Doch dann erinnerte er sich daran, dass er damals nur vier Stunden die Nacht geschlafen hatte, um ihr und seinem Job gerecht zu werden. Dass er nichts anderes als Spaghetti oder Pfannkuchen hatte kochen können. Dass er so verdammt überfordert gewesen war, dass er seine Eltern weinend um Hilfe hatte anbetteln müssen – und er kam wieder zur Besinnung.

Es ging ihm heute tausendmal besser als damals. Er schlief sieben Stunden die Nacht, hatte eine solide Ausbildung als Hubschrauberpilot und Rettungssanitäter absolviert, er konnte über hundert Gerichte aus dem Kopf kochen und er liebte Riley mehr als Oreos und Hanteln. Was hatte er zu beanstanden?

»Weißt du, Dad«, überlegte Riley laut. »Manchmal denke ich, du bist cool. Aber dann benimmst du dich wie ein totaler Schimpanse und dann denke ich, dass du echt peinlich bist.«

Ach ja. Das. Doch wenigstens beleidigte seine Tochter ihn intelligent.

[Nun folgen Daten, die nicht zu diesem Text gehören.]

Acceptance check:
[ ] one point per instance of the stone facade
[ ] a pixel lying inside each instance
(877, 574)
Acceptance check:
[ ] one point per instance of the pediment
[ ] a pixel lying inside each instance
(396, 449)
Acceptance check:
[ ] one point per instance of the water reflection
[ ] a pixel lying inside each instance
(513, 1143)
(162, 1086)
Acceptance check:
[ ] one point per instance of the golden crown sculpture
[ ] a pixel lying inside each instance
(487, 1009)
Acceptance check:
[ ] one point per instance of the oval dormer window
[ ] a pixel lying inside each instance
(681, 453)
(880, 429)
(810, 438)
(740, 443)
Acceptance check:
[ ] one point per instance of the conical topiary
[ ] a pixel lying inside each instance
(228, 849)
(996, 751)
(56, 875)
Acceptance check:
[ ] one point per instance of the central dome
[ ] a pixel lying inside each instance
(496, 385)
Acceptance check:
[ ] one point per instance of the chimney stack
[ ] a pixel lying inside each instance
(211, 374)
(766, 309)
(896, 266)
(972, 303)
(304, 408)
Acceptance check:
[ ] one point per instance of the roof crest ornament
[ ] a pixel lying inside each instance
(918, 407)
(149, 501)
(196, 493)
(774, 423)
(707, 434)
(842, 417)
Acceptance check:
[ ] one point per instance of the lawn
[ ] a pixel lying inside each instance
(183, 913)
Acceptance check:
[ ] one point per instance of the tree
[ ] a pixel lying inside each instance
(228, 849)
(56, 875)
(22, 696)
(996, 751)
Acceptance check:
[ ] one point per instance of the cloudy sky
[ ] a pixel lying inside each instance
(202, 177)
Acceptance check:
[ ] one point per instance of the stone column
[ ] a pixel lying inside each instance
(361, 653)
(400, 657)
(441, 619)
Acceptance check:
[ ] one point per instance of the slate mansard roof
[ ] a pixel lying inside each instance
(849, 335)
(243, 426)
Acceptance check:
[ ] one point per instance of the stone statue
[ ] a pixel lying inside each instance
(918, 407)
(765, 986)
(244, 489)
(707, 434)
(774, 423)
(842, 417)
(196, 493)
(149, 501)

»Ich bin sehr cool«, sagte er gelassen. »Ich darf einen Hubschrauber fliegen, Menschen das Leben retten und kann einen Löffel auf meiner Nase balancieren.«

Sie verdrehte die Augen. »Du kannst nicht immer dieselben Argumente nehmen!«

»Klar, kann ich«, meinte er und lenkte Riley nach links, wo der alte Toyota stand, den er seit zehn Jahren fuhr.

»Nein, kannst du nicht«, widersprach sie. »Weder mich noch irgendeine andere Frau kannst du damit beeindrucken.«

Wenn er ehrlich war, stimmte das nicht. Er konnte damit sogar eine Menge Frauen beeindrucken – auch wenn er diesen Umstand nie für seine Zwecke nutzte. »Steig einfach ein, Riley«, sagte er ruhig und schloss den Wagen auf.